Personal information
- Date of birth: 8 July 1982 (age 44)
- Position: Striker

Team information
- Current team: Nesodden

Senior career*
- Years: Team / Apps / (Gls)
- 0000–2000: Nesodden
- 2001–2004: Vålerenga
- 2004: → Skeid (loan)
- 2005–2008: Moss
- 2009–present: Nesodden

= Jonas Krogstad =

Norwegian footballer (born 1982)

Jonas Krogstad (born 8 July 1982) is a Norwegian football striker who currently plays for Nesodden IF.

He started his career in Nesodden IF, and went to Vålerenga Fotball ahead of the 2001 season. In that season he made his senior debut for Vålerenga, and was praised as a talent. Vålerenga was promoted, and Krogstad played nine Norwegian Premier League game in 2002 and thirteen games in 2003.

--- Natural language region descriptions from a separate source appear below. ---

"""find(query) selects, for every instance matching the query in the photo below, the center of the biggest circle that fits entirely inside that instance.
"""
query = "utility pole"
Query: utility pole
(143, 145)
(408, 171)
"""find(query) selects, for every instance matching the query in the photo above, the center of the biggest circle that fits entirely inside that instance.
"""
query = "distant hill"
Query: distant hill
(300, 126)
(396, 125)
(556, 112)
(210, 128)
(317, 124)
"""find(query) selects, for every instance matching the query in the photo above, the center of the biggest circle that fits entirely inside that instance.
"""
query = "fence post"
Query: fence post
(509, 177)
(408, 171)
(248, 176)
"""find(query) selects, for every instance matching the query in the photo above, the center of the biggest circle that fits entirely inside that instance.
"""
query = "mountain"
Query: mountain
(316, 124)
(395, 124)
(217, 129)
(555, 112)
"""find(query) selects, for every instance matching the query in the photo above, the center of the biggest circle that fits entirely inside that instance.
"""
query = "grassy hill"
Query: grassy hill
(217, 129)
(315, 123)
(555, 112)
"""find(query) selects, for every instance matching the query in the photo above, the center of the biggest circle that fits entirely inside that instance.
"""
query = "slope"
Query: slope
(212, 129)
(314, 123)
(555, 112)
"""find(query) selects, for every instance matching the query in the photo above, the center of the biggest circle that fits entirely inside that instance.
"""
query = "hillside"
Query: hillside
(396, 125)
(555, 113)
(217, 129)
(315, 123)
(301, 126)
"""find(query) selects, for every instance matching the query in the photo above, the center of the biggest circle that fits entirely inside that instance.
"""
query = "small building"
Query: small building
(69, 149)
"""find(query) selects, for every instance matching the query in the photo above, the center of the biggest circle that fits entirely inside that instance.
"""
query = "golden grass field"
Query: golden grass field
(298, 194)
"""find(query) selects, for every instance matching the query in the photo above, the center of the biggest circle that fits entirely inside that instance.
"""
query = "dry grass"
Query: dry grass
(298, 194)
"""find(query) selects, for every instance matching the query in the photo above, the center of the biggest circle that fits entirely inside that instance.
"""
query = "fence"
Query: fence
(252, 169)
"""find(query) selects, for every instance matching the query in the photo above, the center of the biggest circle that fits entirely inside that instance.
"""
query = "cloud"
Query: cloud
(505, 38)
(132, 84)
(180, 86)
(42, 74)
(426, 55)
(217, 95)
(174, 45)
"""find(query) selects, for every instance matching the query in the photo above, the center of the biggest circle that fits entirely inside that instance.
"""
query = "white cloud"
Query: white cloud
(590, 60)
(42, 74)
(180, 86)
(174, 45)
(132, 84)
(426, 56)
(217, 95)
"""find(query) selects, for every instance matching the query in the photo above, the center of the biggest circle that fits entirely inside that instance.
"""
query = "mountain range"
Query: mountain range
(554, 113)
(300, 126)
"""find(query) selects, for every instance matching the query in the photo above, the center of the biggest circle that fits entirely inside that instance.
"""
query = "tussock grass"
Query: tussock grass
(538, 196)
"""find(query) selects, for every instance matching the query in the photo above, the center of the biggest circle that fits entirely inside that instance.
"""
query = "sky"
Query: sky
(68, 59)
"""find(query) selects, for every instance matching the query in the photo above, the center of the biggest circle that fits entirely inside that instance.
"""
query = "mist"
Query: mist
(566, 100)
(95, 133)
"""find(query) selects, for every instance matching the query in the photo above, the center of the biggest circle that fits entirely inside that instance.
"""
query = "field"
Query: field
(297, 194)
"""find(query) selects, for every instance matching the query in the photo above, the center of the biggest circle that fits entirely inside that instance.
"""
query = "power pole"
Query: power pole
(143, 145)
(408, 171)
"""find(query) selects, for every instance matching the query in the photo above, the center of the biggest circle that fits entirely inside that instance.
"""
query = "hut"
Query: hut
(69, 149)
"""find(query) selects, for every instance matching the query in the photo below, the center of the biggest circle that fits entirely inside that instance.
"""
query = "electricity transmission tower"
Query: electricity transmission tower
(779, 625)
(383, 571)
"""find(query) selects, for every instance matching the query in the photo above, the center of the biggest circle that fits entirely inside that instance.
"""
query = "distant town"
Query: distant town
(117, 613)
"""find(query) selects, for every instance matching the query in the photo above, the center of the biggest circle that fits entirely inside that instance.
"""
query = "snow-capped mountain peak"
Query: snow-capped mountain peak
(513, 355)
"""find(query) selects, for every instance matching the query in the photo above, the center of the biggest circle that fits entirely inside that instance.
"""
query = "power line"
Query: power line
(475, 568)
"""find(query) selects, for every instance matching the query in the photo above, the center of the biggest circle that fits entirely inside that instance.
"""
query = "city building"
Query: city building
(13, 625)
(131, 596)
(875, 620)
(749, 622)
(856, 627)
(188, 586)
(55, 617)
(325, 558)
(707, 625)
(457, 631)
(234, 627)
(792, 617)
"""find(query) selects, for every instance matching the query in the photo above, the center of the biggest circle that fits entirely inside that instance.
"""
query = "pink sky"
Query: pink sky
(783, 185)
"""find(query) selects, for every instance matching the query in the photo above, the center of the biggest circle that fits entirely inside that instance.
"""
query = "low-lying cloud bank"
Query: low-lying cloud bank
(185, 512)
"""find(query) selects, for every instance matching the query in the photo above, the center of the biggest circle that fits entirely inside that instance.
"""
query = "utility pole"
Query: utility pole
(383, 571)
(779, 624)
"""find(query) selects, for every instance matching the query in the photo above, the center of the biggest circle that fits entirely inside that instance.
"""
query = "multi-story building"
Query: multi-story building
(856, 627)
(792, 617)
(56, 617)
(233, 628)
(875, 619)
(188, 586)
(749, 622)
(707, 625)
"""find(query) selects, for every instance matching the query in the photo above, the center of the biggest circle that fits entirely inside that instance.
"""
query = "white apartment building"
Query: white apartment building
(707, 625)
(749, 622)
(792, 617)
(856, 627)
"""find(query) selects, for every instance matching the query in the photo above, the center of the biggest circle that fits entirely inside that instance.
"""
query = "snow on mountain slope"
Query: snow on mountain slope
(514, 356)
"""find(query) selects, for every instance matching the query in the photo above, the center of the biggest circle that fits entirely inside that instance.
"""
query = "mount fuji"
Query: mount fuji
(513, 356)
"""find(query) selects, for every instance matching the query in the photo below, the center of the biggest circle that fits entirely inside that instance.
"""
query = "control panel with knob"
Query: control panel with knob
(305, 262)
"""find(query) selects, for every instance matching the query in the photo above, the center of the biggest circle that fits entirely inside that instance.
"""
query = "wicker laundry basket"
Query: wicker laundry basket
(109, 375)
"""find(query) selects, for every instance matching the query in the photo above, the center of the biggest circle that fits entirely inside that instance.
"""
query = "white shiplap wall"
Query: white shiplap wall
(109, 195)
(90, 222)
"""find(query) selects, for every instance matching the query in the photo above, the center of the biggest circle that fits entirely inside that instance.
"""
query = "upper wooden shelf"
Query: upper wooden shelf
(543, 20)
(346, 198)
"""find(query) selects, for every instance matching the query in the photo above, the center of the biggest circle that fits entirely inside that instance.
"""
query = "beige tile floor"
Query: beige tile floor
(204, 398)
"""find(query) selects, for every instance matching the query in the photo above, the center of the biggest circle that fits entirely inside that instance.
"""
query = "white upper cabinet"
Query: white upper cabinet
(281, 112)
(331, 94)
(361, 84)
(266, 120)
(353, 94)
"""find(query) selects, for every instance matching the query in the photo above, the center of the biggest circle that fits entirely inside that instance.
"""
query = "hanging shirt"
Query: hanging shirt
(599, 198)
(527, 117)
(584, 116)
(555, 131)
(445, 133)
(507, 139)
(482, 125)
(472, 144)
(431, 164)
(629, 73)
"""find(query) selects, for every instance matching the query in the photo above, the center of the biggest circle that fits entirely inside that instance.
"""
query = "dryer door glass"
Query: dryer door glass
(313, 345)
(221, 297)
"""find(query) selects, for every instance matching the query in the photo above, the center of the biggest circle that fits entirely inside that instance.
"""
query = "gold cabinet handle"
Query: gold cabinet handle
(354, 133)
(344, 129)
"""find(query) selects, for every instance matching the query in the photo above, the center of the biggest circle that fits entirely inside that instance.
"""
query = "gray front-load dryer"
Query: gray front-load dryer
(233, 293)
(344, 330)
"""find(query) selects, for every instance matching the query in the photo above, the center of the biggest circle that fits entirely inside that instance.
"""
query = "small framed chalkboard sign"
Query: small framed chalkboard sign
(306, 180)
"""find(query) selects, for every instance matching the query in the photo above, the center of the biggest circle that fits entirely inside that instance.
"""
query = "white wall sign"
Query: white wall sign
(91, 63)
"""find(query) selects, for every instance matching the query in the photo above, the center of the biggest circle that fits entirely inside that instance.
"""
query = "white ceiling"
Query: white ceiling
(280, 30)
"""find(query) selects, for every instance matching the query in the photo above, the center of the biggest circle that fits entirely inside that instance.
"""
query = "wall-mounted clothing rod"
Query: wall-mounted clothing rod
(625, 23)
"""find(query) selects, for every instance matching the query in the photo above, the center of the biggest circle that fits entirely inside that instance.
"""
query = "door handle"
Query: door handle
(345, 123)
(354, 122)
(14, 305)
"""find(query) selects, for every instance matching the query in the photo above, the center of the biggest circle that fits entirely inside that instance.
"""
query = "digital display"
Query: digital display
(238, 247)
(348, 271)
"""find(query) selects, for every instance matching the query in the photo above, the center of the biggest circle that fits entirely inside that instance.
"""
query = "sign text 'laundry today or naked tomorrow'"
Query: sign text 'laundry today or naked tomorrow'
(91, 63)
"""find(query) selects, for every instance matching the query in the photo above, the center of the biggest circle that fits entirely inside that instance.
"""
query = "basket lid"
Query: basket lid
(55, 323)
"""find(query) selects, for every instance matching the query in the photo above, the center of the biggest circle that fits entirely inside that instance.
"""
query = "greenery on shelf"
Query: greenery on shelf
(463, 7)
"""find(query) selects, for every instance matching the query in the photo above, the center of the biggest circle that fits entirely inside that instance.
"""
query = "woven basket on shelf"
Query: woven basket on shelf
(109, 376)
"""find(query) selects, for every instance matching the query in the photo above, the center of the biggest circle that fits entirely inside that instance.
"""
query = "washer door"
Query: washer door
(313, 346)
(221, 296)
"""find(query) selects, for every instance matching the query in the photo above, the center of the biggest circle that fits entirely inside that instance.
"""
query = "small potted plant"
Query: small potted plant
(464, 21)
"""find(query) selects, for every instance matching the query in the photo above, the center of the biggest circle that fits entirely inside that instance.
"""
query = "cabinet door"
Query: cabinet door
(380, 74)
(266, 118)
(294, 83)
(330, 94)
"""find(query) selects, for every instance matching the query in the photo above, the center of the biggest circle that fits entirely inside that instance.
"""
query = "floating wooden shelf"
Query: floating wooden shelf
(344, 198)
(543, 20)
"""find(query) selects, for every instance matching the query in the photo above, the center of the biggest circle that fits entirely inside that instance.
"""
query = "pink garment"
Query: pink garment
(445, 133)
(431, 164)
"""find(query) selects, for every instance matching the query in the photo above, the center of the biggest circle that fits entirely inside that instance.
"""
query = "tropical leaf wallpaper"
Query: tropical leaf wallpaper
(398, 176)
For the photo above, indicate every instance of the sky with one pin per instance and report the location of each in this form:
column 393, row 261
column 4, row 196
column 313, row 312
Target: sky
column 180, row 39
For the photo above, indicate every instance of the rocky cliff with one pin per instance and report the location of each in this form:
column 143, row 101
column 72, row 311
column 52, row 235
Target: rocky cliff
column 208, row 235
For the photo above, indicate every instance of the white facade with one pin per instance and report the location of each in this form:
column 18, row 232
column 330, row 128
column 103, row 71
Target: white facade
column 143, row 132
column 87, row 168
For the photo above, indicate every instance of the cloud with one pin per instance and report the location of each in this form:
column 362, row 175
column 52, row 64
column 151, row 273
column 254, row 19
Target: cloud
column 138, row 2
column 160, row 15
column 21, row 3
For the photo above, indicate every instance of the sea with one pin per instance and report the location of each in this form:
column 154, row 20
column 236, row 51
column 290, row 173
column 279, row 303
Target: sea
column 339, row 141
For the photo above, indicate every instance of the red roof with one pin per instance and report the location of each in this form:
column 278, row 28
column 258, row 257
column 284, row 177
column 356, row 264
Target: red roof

In 2004 Krogstad was signed by Skeid Fotball on loan as a preemptive replacement of Daniel Braaten. Ahead of the 2005 season he joined Moss FK. He was a regular there for years, but left Moss after the 2008 season due to injury. In the summer of 2009 he rejoined Nesodden, looking to be injury-free soon.